Quem no Brasil tocava o Congresso era o poeta e romancista romeno Stefan Baciu, que para estas paragens fugiu em 1949 e aqui fez amizade com artistas e intelectuais de ponta. Era, acima de tudo, um aventureiro. Naturalizou-se brasileiro, trabalhou com Carlos Lacerda na Tribuna da Imprensa e criou a revista Cadernos Brasileiros, a Encounter tupiniquim, que durou de 1959 a 1971 e alinhou Aron, Jacques Maritain, Elizabeth Bishop e Marcílio Marques Moreira em seu time de colaboradores. 

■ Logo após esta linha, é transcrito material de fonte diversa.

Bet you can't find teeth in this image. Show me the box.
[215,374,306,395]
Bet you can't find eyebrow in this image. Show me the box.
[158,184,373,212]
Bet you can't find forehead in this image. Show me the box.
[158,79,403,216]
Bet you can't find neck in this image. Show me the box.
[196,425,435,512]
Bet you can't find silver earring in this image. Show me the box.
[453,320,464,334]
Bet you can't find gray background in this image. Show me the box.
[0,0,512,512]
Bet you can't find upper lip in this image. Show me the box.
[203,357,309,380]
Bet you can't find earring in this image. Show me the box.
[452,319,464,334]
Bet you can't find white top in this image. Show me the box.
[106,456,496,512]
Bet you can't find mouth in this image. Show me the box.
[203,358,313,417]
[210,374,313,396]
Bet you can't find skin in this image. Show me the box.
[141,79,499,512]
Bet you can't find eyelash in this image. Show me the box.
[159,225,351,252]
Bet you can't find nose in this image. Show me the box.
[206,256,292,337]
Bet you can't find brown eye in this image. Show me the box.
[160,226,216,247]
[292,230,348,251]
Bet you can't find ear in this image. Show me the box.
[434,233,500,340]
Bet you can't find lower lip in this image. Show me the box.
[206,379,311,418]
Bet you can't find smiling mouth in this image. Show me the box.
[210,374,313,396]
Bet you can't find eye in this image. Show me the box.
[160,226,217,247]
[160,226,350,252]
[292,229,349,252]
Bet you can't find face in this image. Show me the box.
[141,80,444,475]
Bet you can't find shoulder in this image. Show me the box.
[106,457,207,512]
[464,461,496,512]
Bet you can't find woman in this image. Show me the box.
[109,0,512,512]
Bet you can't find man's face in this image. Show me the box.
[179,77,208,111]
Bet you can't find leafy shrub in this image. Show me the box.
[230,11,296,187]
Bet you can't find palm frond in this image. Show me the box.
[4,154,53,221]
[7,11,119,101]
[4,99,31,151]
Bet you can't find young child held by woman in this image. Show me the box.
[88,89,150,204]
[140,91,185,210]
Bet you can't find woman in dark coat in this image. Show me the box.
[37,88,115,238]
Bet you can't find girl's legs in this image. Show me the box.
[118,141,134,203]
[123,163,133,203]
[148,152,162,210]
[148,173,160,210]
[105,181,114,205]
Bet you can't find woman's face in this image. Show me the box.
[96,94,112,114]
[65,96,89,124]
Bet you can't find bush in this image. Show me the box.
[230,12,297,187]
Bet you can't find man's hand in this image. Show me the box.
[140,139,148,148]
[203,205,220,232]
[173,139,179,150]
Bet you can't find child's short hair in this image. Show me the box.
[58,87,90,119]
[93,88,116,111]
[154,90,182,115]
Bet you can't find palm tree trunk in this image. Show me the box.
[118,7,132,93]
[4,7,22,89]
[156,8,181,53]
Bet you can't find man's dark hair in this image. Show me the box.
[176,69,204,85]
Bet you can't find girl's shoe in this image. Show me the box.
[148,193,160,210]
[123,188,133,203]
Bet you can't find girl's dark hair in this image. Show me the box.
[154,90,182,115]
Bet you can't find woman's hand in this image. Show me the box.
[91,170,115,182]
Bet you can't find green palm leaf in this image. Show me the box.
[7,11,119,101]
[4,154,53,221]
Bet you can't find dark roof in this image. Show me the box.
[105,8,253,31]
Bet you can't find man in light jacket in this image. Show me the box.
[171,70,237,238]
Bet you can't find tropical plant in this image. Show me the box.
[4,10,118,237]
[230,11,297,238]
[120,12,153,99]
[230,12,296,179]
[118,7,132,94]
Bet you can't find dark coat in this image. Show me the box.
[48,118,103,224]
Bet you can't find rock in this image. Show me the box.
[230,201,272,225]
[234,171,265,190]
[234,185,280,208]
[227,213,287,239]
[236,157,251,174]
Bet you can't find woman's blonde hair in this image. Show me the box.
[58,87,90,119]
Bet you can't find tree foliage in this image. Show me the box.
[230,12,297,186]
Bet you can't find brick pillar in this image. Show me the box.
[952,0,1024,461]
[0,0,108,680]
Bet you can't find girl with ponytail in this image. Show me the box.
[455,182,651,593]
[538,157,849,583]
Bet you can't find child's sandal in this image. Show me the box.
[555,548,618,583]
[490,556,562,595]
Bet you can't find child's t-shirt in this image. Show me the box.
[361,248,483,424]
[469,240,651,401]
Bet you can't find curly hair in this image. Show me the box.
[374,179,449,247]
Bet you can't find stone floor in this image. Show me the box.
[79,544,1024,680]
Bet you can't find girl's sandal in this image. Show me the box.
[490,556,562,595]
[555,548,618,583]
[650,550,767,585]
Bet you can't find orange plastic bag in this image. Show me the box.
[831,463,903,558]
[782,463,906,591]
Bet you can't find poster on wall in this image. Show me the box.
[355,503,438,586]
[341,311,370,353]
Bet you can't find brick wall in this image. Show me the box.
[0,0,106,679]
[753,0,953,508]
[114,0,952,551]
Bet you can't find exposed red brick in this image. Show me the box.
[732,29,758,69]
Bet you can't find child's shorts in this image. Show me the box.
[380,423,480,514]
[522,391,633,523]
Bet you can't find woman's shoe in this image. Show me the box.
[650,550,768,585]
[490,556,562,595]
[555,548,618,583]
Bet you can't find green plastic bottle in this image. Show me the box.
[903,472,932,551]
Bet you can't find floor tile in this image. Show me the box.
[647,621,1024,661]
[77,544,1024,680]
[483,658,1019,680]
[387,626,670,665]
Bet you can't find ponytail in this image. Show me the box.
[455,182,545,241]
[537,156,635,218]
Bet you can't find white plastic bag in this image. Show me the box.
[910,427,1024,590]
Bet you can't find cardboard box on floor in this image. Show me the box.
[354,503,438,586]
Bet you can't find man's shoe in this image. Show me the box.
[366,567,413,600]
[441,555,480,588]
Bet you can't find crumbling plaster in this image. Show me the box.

Por sua índole pacata e porque só escolhia editores de sua inteira confiança, Michael Josselson parecia reinar no CCF como a rainha da Inglaterra. Outro fator importante: o espírito independente da maioria de seus escribas, por ele respeitados. Seu único veto a um texto (um cáustico ensaio de Dwight Macdonald sobre a cultura americana) caiu fora da Encounter mas acabou reaproveitado na bem menos lida Tempo Presente.

Encounter chegou a vender 30.000 exemplares. A denúncia de 1967 tirou-lhe um terço dos leitores, mas ela circulou por mais 24 anos. Sobreviveu a Josselson, ao Congresso e às demais revistas financiadas pela CIA, mas não à administração incompetente de seus últimos gestores. Maus administradores costumam ser mais daninhos do que a falta de liberdade de expressão.